Recommendations of the aims expressed in the legislation and models of regulatory forums
in Category Terms of Reference No. B
(i) Based on a comprehensive appraisal of the original aims expressed in the legislation that introduced private electronic media to Pakistan, and with reference to models of regulatory forums in countries with democratic systems, the Commission makes the following Recommendations for the consideration of the Hon’ble Court and for the consideration of the new National Assembly elected on 11thMay,2013 which, with the already existing Senate, represents the new Parliament of Pakistan.
(ii) There is an urgent need to revisit and reconstruct the laws, regulations and rules by which PEMRA exists and functions.
(iii) Elements that should shape amendments to the existing laws, or an entirely new law, are represented in certain realities and principles.
(iv) These realities are evident in the phenomenon of continuing convergence, and the consequent need for regulation to become relevant to new realities. Smart-phones and cell-phones represent the convergence of television, radio, print, cinema, telecommunication, information technology, computers, and the internet, while digitalization opens up new possibilities and increases the range of choices. Whether it is the minimal function of allocating frequencies in the air-waves or whether it is the complex question of defining parameters for content of media (without unduly curtailing freedom of expression), the regulatory institution in Pakistan in the second and third decades of 21st century should have the capacity to reflect new realities and the means to enforce the principles of fairness, transparency, accountability and independence. This last desirable quality in particular i.e. of “independence” brings us to the second element that should shape a review of the existing laws or a formulation of an entirely new law.
(v) In order to be genuinely independent of partisan influence by the Government-of-the-day which represents the majority in Parliament but does not necessarily represent or ensure representation of the unanimity of Parliament, in order to ensure that a regulatory body is also independent of commercial influence, PEMRA, or any new entity put in place, should be authentically separated from the control of the Executive. The composition of a new integrated regulatory Authority should be such that representation of the conventional mass media sector (e.g. TV, Radio) is adequately ensured in relation to the representation of the telecommunication sector.
(vi) The power to appoint the Chairman and the Members of the Authority or any other new entity charged with regulation of electronic media and related fields could vest with one of the following two proposed forums:
Option ‘A’: A six-person Committee comprising: Speaker of the National Assembly, Chairman of the Senate, Leaders of the House and the Opposition in the Senate and the National Assembly.
Option ‘B’: The Prime Minister of Pakistan to select one out of three names proposed by a Committee comprising the Leader of the Opposition in the National Assembly, Leader of the House and Leader of the Opposition in the Senate and three other eminent citizens each representing: civil society, media, non-Muslims to be selected by the Leaders of the House and the Opposition in both Houses of Parliament.

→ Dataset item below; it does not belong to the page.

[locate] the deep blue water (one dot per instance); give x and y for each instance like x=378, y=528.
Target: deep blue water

(vii) The regulatory Authority should be administratively responsible to the Parliament of Pakistan, rather than to a Ministry or to the Cabinet Division.
(viii) While Pakistan does not possess a Constitutional equivalent of the issuance of a Royal Charter as in the United Kingdom by which, after consultation by the Cabinet (and not with Parliament), the Prime Minster requests the Queen/King to issue a Charter to the BBC, new legislation in Pakistan should, as far as possible, seek to reflect the qualities of autonomy, independence, impartiality and accountability as per the BBC’s Charter (at Annexure-7).

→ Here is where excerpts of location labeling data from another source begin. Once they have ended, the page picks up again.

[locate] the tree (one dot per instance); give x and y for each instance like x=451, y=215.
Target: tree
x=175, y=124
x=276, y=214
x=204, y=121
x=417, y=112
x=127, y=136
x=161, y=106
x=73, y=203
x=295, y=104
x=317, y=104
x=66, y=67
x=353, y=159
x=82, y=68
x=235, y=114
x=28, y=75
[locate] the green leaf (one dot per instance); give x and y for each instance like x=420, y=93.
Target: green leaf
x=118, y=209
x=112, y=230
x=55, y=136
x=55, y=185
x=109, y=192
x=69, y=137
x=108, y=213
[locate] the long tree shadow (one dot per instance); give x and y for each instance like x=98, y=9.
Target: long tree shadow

(ix) The third element to shape the new legislative framework should remove the existing segmentation of sectors related to communication as evident in the separate Ministries of Information and Broadcasting, Ministry of Information Technology, Ministry of National Heritage (for cinema), Pakistan Telecommunication Authority, PEMRA, PBC Act, Companies Ordinance, 1984 (applicable to PTV) etc.
(x) The integrated, well-coordinated, singular regulatory body established in the United Kingdom and known as “Ofcom” provides a pertinent example of the direction in which new legislation in Pakistan can move forward in the interest of reforms. Only individuals with direct experience of one or more sectors relevant to the convergence phenomenon in communication should be appointed to head PEMRA or any other entity which replaces it with the same principles being applied to those appointed to serve as Members of the Authority.
(xi) While Members of the Authority should ideally not exceed the number of seven or eight persons, the majority should be non official persons to prevent undue dominance by the Executive pillar of the State through the Government-of-the-day. For example, one or two Secretary-level senior officials of the Government can represent the five or six different parts or Ministries of the Government which are relevant to provide inputs to the policies and functions of the regulatory body.